I honestly feel that eventually Indian consumers will choose one or over the other, not both, and will favor mobile internet instead. For example, it's not uncommon for commuters in metros such as Delhi and Mumbai to spend up to two or three hours commuting each day. The time commuting can be used online instead, thus leading to a more productive workday in the office and a more balanced family life after work hours too.
Furthermore, considering the increase in sales of phablets and tablets across India, along with the decline of traditional PC sales, again, the shift is going towards mobile internet. I personally feel that traditional ISPs will soon face a challenge retaining customer in urban settings, and in rural areas, since rolling out and introducing broadband connections will be too expensive, the emphasis should be towards mobile internet and services instead.
What makes this situation unique for Indian consumers right now is that you can get a basic tablet starting at around US$100, and price increases based on features, specifications, and obviously brand.
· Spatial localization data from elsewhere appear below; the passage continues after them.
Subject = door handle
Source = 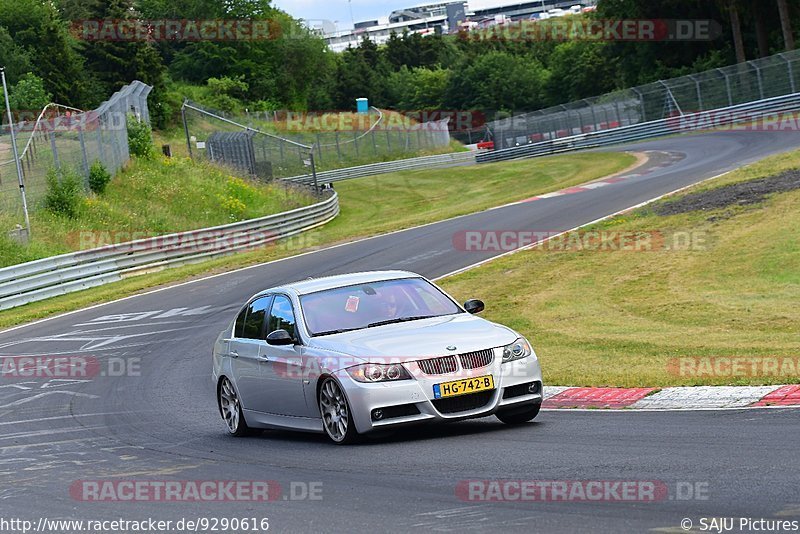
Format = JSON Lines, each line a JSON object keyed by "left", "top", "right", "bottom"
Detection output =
{"left": 230, "top": 350, "right": 239, "bottom": 358}
{"left": 259, "top": 355, "right": 270, "bottom": 362}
It's still more affordable to start off with tablet and have a mobile data plan, either prepaid or postpaid.
Furthermore, those who are mobile customers with Airtel also have the availability of 4G services, in select regions across India. Once other carriers in India begin to rollout 4G services, Indian consumers will have yet another option for mobile internet solutions at more affordable prices, compared to signing up for a broadband service. That's not to say broadband internet will completely fade away; it simply won’t be as appealing as mobile Internet for the majority of phablet and tablet users.